Sir Abel la conduisit sur un balcon attenant à la salle. Je vous remercie de vos soins, lui dit-elle ; j’en éprouve déjà d’heureux effets ; je me trouve beaucoup mieux. — Puissent-ils toujours vous être salutaires et agréables ! Croyez, miss, que c’est une des plus douces espérances du sort qui m’est réservé. Palmira, confondue de la vivacité avec laquelle il avait prononcé ces paroles, répondit : Vous êtes bien bon, réellement trop bon, de prendre tant d’intérêt à l’amie de ladi Simplicia. — Cet intérêt, comme il fut prompt, comme il parvint à son comble du premier instant que je vous vis à Heurtal, si touchante, si belle ! Ô Palmira ! mes yeux, tout mon être enfin étaient fixés sur vous. Dans le délire d’une joie générale, on ne s’appercevait pas que vous étiez environnée des ombres de la mort ; mes heureux bras vous reçurent. Hé ! qui suis-je ? grand Dieu ! vous écriâtes-vous avec un accent si déchirant. Miss Harville, vous étiez déjà tout, oui tout, pour le cœur d’Abel ; et, comme effrayé de ce qu’il venait de dire, il ajouta : Et pour tous ceux sans doute qui vous entouraient.

Ces derniers mots permirent à Palmira de répondre.
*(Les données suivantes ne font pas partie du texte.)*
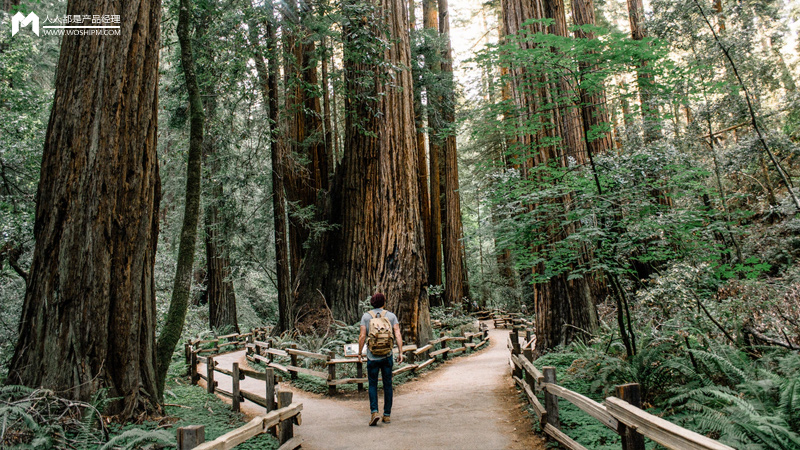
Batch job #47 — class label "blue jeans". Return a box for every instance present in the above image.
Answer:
[367,355,394,416]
Le ton fier qu’elle prit sut cacher le trouble inexprimable que lui causa cet élan passionné ; elle lui dit donc qu’elle n’avait qu’à se louer, en général, de la sensibilité qu’elle avait inspirée dans ce jour mémorable, et elle demanda à retourner près de Mathilde. Quoi ! déjà ? dit Abel. Elle feignit de ne pas l’entendre ; il lui offrit son bras ; elle le remercia avec une politesse froide. Il l’accompagna jusqu’auprès de sa sœur, et la salua.
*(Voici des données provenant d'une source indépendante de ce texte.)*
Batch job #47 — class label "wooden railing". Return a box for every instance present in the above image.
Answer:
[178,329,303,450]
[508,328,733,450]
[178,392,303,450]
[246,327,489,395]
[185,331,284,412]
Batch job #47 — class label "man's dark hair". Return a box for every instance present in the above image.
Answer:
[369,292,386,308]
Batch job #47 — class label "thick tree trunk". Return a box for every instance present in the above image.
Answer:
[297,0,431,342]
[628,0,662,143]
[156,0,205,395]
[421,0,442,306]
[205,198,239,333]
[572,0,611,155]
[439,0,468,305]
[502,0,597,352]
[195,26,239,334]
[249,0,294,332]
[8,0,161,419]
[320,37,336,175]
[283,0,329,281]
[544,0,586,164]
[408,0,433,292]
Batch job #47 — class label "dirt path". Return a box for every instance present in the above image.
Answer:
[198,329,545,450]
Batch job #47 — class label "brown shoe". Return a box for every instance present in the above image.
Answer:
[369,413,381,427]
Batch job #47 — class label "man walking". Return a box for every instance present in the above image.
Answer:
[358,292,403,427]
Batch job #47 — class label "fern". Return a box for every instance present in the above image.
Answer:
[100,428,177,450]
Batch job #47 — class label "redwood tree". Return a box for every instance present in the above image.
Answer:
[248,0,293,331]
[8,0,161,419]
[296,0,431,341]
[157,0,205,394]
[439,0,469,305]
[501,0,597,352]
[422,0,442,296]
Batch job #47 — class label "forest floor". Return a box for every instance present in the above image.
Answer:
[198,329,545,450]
Ma chère, dit Mathilde, ma recette n’a pas réussi : vous êtes pâle comme un lys. Je suis mieux cependant, répondit Palmira. La première, satisfaite de cette assurance, écouta l’opéra. Pour Palmira, son imagination lui retraçait sans cesse ces mots : Vous étiez déjà tout, oui tout, pour le cœur d’Abel. Cela lui rappelait mille traits sur lesquels elle n’avait pas osé s’appesantir, et qui ne confirmaient que trop ces expressions. L’époux futur de Simplicia me parler ainsi ! quelle indignité ! pensait-elle ; il trompe donc l’une ou l’autre, peut-être toutes les deux. Cette conduite ne mérite que mon mépris et ma haine.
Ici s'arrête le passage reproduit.